Fennell, who is currently a business student at the University of Calgary in Alberta, Canada, told the Calgary Herald that staying in the closet is more than just painful: “It’s suffocating.”
He explained, “You have to play this game of, ‘Who knows?’ You can’t let off any vibes or secrets. You have to act super macho. You have to be hyper aware of your mannerisms and to not let off any vibes that could get detected. It’s very exhausting.
“It’s an all-consuming paranoia of who could find out through what means.”
Though Fennell had wanted to come out for a while in the period leading up to the Sochi Olympics, he hesitated because he didn’t know of any male Canadian Olympians who were openly gay. “I was a little distraught over the lack of leadership going into Sochi,” he said, referring to how he would be participating in the competition of his life in a country where even mentioning that homosexuality exists can mean jail time. “There were a few out girls, but to my knowledge there weren’t any out guys.”
Finally, though, he decided that if there were no examples for him to follow, he would become the example he had wanted, in the hope of inspiring others to come out as well.

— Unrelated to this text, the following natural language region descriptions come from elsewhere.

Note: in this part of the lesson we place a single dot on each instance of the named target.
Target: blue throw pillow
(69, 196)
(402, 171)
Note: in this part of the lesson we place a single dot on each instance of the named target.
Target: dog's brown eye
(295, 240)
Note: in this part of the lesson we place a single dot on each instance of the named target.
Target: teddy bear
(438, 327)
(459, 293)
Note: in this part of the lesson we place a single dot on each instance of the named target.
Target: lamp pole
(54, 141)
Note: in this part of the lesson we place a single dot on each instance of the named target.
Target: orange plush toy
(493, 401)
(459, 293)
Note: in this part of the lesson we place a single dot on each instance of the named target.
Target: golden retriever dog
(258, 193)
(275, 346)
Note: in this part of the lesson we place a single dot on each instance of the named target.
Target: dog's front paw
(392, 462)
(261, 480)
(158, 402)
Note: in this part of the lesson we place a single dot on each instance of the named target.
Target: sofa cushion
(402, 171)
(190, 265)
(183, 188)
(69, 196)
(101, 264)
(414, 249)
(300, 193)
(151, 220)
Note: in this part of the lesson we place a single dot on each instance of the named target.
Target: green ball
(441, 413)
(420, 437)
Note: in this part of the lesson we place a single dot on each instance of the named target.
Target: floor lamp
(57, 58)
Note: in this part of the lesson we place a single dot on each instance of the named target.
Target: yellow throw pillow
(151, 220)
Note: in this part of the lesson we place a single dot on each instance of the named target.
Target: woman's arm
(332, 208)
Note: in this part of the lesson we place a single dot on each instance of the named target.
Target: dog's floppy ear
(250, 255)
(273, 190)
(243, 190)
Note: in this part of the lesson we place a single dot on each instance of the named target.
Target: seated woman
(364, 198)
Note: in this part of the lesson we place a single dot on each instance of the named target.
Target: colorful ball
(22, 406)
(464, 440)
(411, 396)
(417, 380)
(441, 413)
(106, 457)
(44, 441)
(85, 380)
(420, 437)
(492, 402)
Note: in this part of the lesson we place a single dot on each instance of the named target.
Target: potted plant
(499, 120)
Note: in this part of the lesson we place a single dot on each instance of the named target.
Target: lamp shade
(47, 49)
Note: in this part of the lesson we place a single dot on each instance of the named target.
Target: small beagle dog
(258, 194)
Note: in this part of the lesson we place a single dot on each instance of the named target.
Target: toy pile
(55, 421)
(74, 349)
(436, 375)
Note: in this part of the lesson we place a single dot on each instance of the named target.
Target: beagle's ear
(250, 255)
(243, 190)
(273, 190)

“I’m an athlete. Realistically, I put on a spandex suit and slide down a mountain,” he said. “I’m no message board for political movements. But we need to have leaders in our sport community. If it takes a 19-year-old to step up…I’m more than willing to use my voice or the platform that I’ve been given to give a figurehead to gay youth in sport.”
The elder statesman of the Canadian luge team, Sam Edney, was one of the first people he came out to. Edney told the Herald, “I have the utmost respect for him. You could tell this was something that was taking away from who he is in the sport. I can tell you if I had something like that on my mind all the time, I wouldn’t be ready to give the 110 per cent that’s needed to be the best in the world.”
Like many, Fennell says that he was afraid of how his friends, family, and teammates would react, but now feels that coming out was the best decision he could have made for himself.
He asked, “You know that feeling when you’re falling asleep and you have that feeling that you’re falling, and you hit the ground, and you’re suddenly awake? Well, that’s what it was like for me. I was totally, fully conscious all at once. A whole new aspect of myself opened up.”